At the beginning of February, the Intergovernmental Panel on Climate Change released the first part of its report Climate Change 2007. The report affirms that there is “a greater than than 90% likelihood” that human activities (largely combustion of fossil fuels) are related to the increase in greenhouse gases, and subsequent global temperatures. Citizens around the world are repeatedly listing climate change as a serious concern that needs to be addressed.

Despite the irrefutable evidence that we are responsible for climate change and the concern of the global community – UN climate talks are stagnating. Many of the countries emitting the largest quantities of greenhouse gases are hesitant to talk about mandates or commitments.
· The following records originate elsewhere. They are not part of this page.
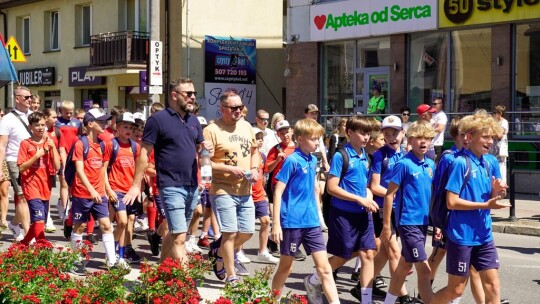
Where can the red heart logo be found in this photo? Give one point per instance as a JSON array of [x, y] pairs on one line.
[[320, 21]]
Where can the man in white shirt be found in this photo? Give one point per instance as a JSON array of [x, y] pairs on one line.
[[13, 130], [439, 121], [270, 138]]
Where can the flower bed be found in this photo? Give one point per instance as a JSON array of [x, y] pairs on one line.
[[39, 274]]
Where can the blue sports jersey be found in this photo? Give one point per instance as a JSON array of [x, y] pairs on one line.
[[355, 179], [470, 227], [414, 178], [298, 204], [377, 167]]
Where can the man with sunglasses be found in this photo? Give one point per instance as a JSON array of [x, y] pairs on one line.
[[176, 137], [13, 130], [235, 166]]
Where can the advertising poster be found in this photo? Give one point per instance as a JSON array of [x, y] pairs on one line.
[[230, 63]]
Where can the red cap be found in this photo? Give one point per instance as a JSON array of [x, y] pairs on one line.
[[423, 108]]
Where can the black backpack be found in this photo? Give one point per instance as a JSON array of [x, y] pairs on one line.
[[327, 197]]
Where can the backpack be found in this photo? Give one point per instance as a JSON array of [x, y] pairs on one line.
[[116, 148], [69, 170], [438, 211], [326, 197]]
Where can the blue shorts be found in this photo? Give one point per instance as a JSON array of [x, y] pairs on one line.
[[234, 213], [459, 258], [205, 199], [179, 203], [311, 238], [82, 207], [349, 232], [261, 209], [159, 206], [133, 209], [38, 209], [413, 242]]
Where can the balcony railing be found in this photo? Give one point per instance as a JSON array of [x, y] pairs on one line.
[[119, 49]]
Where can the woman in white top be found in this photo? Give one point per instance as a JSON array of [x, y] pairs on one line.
[[500, 144]]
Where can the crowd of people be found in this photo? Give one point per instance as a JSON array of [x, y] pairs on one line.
[[380, 178]]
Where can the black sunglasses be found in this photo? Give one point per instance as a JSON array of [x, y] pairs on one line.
[[235, 108]]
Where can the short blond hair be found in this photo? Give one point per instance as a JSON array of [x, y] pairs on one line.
[[479, 120], [308, 127], [419, 129], [67, 105]]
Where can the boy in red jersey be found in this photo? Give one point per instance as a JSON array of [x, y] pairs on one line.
[[37, 157]]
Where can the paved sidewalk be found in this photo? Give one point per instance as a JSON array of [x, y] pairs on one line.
[[527, 221]]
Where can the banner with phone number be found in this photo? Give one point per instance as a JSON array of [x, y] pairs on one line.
[[230, 60]]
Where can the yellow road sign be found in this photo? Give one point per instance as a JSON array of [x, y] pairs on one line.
[[15, 52]]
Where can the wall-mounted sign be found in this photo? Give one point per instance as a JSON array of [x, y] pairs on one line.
[[78, 77], [364, 18], [473, 12], [37, 77], [230, 60]]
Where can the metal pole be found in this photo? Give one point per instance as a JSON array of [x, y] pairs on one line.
[[512, 188]]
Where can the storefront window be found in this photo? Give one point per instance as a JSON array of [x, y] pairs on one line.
[[526, 121], [338, 78], [471, 70], [427, 71]]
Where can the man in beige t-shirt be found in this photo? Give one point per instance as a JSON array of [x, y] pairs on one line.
[[235, 166]]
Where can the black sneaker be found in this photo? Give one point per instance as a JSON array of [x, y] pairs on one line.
[[299, 256], [379, 282], [67, 230], [78, 269], [272, 247], [355, 276], [92, 238], [131, 256], [240, 269], [154, 240]]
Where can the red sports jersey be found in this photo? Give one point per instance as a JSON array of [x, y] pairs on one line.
[[92, 169], [36, 180], [123, 170], [257, 189]]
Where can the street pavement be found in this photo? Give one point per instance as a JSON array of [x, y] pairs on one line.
[[519, 255]]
“Bush has shown no sign of wavering in his belief that Kyoto would harm the U.S. economy and wrongly omits 2012 targets for developing nations. Poor countries in turn feel no pressure to act when the world’s richest economy is outside Kyoto.”

It seems that the U.S. federal government is not going to be implementing any revolutionary policies in the immediate future – and we must pressure our state and local governments to get the results we need. This is not necessarily a surprise, but one would hope that such a strong cautions from the world’s scientific community would result in some sort of quick response.

132 U.S. cities have independently ratified the Kyoto Protocol, despite the federal government’s refusal to do so. While it is obviously troubling that governments are not saying “yes” to current climate change legislation, it is motivating to know that the government’s refusal to take concrete action is not slowing down the momentum of forward thinking regions and millions of people.